Even worse is when the film gets on a pedestal and starts giving pat moral lectures – in the opening sequence, Vin Diesel steals the Porsche of a Senator who is anti-rock music, tried to have videogames banned and has a bumper sticker ‘Skateboarding Should Be Banned’ on his car. While lecturing to the camera “rock music’s not evil … banning videogames – give us a break, they’re the only education we got,” Vin surfs the Porsche off a bridge, while telecasting the stunt to an admiring internet audience. Such a lunatically defiant heroism aside, what seems the ultimate insult is the way the scene is undercut with the sort of pat message-making that used to come at the end of Saturday morning cartoons to make sure that children went away with an edifying message. All that seems to be missing is someone saying “Don’t do this at home, kiddies.” Even more absurdly, Vin Diesel gets to lecture a henchman on the evils of smoking, saying “those things will kill you” – which later turns out to be literally the case in a ludicrous scene where Vin gets to bump off said henchman by targeting a heat-seeking missile on his cigarette.

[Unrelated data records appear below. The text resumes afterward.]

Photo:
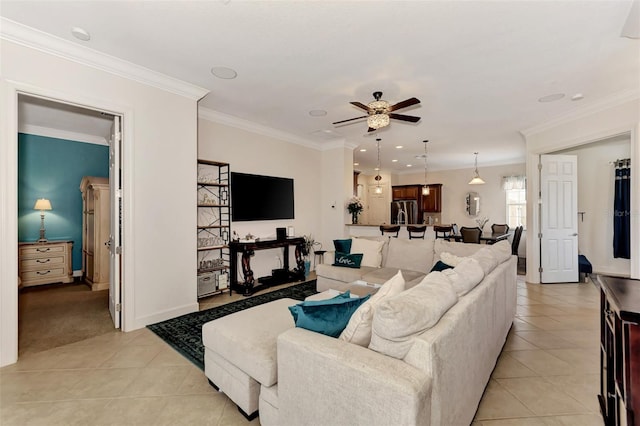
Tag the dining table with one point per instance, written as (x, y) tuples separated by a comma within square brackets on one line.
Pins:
[(487, 237)]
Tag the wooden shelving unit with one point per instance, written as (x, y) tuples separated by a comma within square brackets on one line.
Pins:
[(214, 227)]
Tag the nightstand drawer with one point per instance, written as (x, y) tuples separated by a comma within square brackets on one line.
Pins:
[(42, 263), (47, 274), (38, 251)]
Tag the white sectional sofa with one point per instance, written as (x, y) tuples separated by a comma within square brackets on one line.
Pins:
[(433, 346)]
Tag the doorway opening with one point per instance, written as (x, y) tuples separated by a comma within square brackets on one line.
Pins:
[(67, 282)]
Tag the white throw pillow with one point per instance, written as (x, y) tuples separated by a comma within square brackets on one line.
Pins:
[(358, 329), (450, 259), (397, 320), (371, 249)]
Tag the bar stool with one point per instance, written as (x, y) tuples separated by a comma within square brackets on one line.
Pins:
[(390, 230)]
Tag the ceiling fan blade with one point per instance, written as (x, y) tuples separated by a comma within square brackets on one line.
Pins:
[(404, 104), (403, 117), (351, 119), (360, 105)]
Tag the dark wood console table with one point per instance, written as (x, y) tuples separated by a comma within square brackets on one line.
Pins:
[(248, 287), (619, 351)]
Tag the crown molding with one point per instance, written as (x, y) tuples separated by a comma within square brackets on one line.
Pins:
[(30, 37), (593, 108), (250, 126), (62, 134)]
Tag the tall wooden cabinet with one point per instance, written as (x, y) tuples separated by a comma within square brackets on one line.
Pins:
[(95, 231), (214, 227), (619, 351)]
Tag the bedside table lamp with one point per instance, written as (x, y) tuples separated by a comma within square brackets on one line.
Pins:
[(42, 204)]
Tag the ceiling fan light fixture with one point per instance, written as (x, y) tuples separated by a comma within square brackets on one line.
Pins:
[(377, 121)]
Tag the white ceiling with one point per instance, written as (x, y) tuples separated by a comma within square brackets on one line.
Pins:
[(478, 67)]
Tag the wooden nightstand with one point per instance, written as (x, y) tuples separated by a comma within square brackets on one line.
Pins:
[(45, 263)]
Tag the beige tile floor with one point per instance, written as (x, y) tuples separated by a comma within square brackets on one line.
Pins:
[(547, 374)]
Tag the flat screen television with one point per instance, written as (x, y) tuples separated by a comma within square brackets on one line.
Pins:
[(257, 197)]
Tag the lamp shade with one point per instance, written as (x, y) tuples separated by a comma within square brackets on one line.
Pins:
[(42, 204)]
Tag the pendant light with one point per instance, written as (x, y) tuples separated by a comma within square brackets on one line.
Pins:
[(477, 180), (425, 187), (378, 178)]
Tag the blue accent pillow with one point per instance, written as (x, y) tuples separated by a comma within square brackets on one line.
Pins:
[(440, 266), (343, 246), (345, 295), (348, 260), (327, 318)]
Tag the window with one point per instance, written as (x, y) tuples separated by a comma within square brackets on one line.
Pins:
[(516, 207)]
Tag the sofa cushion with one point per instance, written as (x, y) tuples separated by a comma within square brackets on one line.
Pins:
[(459, 249), (450, 259), (486, 259), (465, 276), (415, 255), (328, 317), (343, 246), (358, 329), (397, 320), (371, 249), (347, 260)]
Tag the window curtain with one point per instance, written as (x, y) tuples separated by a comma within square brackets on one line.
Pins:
[(622, 210), (514, 182)]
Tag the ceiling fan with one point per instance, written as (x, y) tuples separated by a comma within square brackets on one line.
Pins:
[(379, 112)]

xXx toplines Vin Diesel. Vin Diesel first came to attention Saving Private Ryan (1998) and then with the electrifying performance he gave as the serial killer in the sf film Pitch Black (2000). Diesel consolidated his name with the unexpected success of The Fast and the Furious (2001), a film that similarly wrote him in as an adrenaline-junkie in an anti-authoritarian under-culture. By the time of xXx, where Diesel reteams with Fast and the Furious director Rob Cohen, and which Diesel executive produces, Diesel had entered the realm of Hollywood superstardom. While both Pitch Black and The Fast and the Furious show Diesel as a trim, muscled and handsomely powerful presence, xXx spreads Vin Diesel’s charms only too transparently thin. Here director Rob Cohen fails to trim Diesel’s persona into a muscular, contained presence and all that Diesel is on screen is a big kid with tattoos and a goofy smile. He lacks even the heroic presence and solid charismatic certainty that non-acting action stars like Schwarzenegger or Stallone can bring to a film. Up against him, Italian horror director Dario Argento’s daughter Asia is merely brattish window-dressing. Marton Csokas, formerly a music tv presenter and a teen heartthrob on the soap opera Shortland Street (1992– ) in his native New Zealand, badly overacts the stock Russian-accented villainous menace.

The equally lame sequel was xXx: State of the Union/xXx: The Next Level (2005) where the central role was recast with Ice Cube as a rogue prison escapee defending The President from an assassination plot, although this has no sf elements. Vin Diesel and Samuel L. Jackson eventually made a return with the long announced xXx: Return of Xander Cage (2017).

Director Rob Cohen also made the likes of the ridiculous Bruce Lee biopic Dragon: The Bruce Lee Story (1993), the Sylvester Stallone vehicle Daylight (1996), the fantasy film DragonHeart (1996), the thriller The Skulls (2000), The Fast and the Furious (2001), the sf/action film Stealth (2005) about an artificially intelligent fighter plane, The Mummy: Tomb of the Dragon Emperor (2008), the serial killer thriller Alex Cross (2012) and the psycho-thriller The Boy Next Door (2015). Throughout these, Rob Cohen has developed a reputation for flashy effects and action sequences but little sense of drama or character.

(Winner in this site’s Worst Films of 2002 list).